Eşyanın sırrına ermek, bilmek, yani bilgelik mutluluk getirir mi? Çok bilen mi yoksa ve cahil mi mutludur? Sanırım bilmemek veya cahillik, birçok düşünür ve filozofun söylediği gibi, esas mutluluk ve saadettir. Çünkü, bilmek sorumluluk almayı gerektirir. Bilmek, harekete geçmeyi, aksiyon almayı gerektirir. Bilen insan, bilmeyen gibi rahat ve bilinçsiz davranamaz. Halbuki, birçoğumuz kendimizce görmek istemediğimiz, bilmek istemediğimiz şeyleri görmeyerek ve bilmeyerek zamanla beynimizin o şeyleri tamamen yokmuş gibi davranmasına sebep oluruz. Zira, insan beyni ihtiyaç duyduğu gerçekliği kendisi yaratır. Tabiki bu bir yanılsamadır, beynimizin bir illüzyonudur. Aslında böyle yaparak, sadece kendimizi kandırırız. Bu durum aslında hukuki, sosyal ve dini alanları gibi bir çok konuda böyledir. Bu yüzden, günümüzde halk yığınları ve birçok insan, bilmenin getireceği sorumluluktan dolayı bilmemeyi, öğrenmemeyi bilinçli yada bilinçsiz olarak tercih eder. Haklarımızı yada hukuk sistemini bilmeyiz, öğrenmek de istemeyiz. Çünkü, öğrendiğimiz zaman bu kurallara uymak, başkalarının haklarına saygı duymak ve kendimizi kısıtlamak zorunda kalırız. Ama bilmediğimiz zaman yaptığımız hak ihlalleri ve hukuksuzluklar bizi incitmez. En azından vicdani olarak bir rahatsızlık hissetmeyiz. İnsanın bilgisi ve farkındalığı arttıkça mutluluğu ve hayattan aldığı keyif azalır. Bu sebepledir ki, filozofların, düşünürlerin ve sanatçıların birçoğu halk yığınlarına göre çok daha mutsuzdurlar. Halbuki herhangi bir olguya kafa yormayan, düşünmeyen, okumayan, bilmeyen, bilmek de istemeyen insanlar hayatı çok daha neşeli ve mutlu yaşarlar. İnsanları gözlemlediğinizde, bilmiyor olmaktan bir şekilde mutlu olduklarını görürsünüz. Adeta bir deve kuşu misali kafayı kuma gömerek yaşamak daha caziptir. Bazı insanlar kendi yanlış davranışlarını ve tutumlarını savunmayı sürdürebilmek için, o işin doğrusunu araştırıp öğrenmek yerine bilmemeyi, bilinçsiz olarak tercih edip devam ettirirler.
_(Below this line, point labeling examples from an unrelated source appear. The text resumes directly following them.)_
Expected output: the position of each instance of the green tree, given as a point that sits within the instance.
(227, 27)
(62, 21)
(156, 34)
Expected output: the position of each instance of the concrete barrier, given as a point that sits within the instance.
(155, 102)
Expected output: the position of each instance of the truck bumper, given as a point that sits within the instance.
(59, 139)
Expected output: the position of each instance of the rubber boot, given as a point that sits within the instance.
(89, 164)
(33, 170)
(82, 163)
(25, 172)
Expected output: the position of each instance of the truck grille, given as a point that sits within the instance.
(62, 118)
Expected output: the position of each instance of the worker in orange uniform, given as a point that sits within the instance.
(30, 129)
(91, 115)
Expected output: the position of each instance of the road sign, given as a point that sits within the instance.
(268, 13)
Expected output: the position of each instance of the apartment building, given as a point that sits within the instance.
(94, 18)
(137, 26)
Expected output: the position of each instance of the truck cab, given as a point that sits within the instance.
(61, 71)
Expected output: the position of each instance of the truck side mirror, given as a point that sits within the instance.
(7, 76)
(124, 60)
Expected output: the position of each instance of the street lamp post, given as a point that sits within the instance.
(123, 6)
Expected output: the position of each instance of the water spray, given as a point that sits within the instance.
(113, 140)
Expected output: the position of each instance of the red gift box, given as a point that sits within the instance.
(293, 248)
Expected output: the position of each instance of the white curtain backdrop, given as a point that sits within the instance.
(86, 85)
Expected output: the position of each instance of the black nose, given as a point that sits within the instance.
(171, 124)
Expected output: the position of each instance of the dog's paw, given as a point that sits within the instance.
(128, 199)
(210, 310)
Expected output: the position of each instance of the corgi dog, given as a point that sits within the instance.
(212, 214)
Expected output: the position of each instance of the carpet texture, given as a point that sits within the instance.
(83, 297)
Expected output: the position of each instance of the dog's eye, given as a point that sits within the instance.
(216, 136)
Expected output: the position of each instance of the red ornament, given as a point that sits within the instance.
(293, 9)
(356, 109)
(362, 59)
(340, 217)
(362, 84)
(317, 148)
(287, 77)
Bir de toplumsal coşkunun gerçek mutluluk sanıldığı durumlar vardır. Sürü psikolojisi içinde binlerce, milyonlarca insanın yüreğinin tek bir amaç için birleşerek adeta tek bir yürek gibi attığı durumların yarattığı coşku ve extacy (yüksek olma durumu) da mutluluk ile karıştırılabilir. Bu en basitinden coşkulu bir rock konseri, sevdiğimiz takımın maçlarının yarattığı coşku ve bir ülkenin bağımsızlık mücadelesinin kitleler üstünde yarattığı sarsıcı etkileri mutluluk sanılabilir. Örneğin, sevgili Nazım Hikmet 1961 Mayıs’ında Dünya Barış Komitesi adına, Fidel Castro’ya Barış Ödülü vermek üzere Küba’ya gittiğinde insanların gözlerindeki devrim coşkusu ve heyecanının gerçek mutluluk olduğunu zannetmişti. Küba meydanını dolduran 6 milyon insanın coşkusunu ve gördüğü şeyin “mutluluk” olduğunu anlattığı “Saman Sarısı” adlı coşkulu ve duygu yüklü muhteşem şiirinde mısra aralarında Abidin Dino’ya şöyle seslenmişti:

Küba meydanında altı milyon kişi, akı karası sarısı melezi,
Işıklı bir çekirdek dikiyor çekirdeklerin çekirdeğini güle oynaya,
Sen mutluluğun resmini yapabilir misin Abidin?
İşin kolayına kaçmadan ama...
Gül yanaklı bebesini emziren melek yüzlü anneciğin resmini değil,
Ne ak örtüde elmaların,
Ne de akvaryumda su kabarcıklarının arasında dolanan kırmızı balığınkini...
Sen mutluluğun resmini yapabilir misin Abidin?
1961 yazı ortalarında Küba’nın resmini yapabilir misin?
Çok şükür, çok şükür bugünü de gördüm, ölsem de gam yemem gayrının resmini yapabilir misin üstat?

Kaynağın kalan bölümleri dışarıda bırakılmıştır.